This submission consists of the following sections:
The following shows the folder structure of the repository.
<base>
├── .env # Required to use for mapbox api in Jupyter
├── dyson.ipynb # Jupyter Notebook
├── conda-env.yaml # conda env file for Jupyter Notebook
├── readme.md
├── data
│ └── cali_dyson_households.csv # Provided data file
├── docker
│ ├── ces.DockerFile # dockerfile
│ ├── docker-compose.yml # docker-compose file
│ └── requirements.txt # env file for dockerfile
├── models
│ └── lin_reg_pipe.pkl # pickled file for use in frontend
└── src
└── app.py # frontend script
Unless otherwise stated please use run the following commands on the command line at <base>
. Please see folder structure for more information.

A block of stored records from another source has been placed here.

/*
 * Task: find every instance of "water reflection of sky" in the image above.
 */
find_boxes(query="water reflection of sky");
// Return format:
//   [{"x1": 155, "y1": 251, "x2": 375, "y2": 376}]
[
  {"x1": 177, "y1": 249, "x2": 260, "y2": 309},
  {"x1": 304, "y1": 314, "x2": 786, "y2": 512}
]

1.1 To run the other sections please use the conda-env.yaml file, using the command:
conda env create -f conda-env.yaml
conda activate ces
2.1 To run streamlit via docker, please use the command:
docker compose -f docker/docker-compose.yml up -d
2.2 Once the image has been sucessfully created you can access the frontend on your browser at localhost:6006
2.3 To stop the container, please use the command:
docker-compose -f docker/docker-compose.yml down
To help better understand the overall flow of the ML pipeline please view the following to understand the Machine Learning process flow.
graph TD
A[Preprocessing Pipeline] -- RandomSearchCV --> B(Histogram Gradient \n Boosting Regressor )
A -- GridSearchCV --> C(Linear Regression)
B -- Best_params--> D{Prediction \n on Test set}
C -- Best_params--> D -- Final model choice --> E(Model in Production)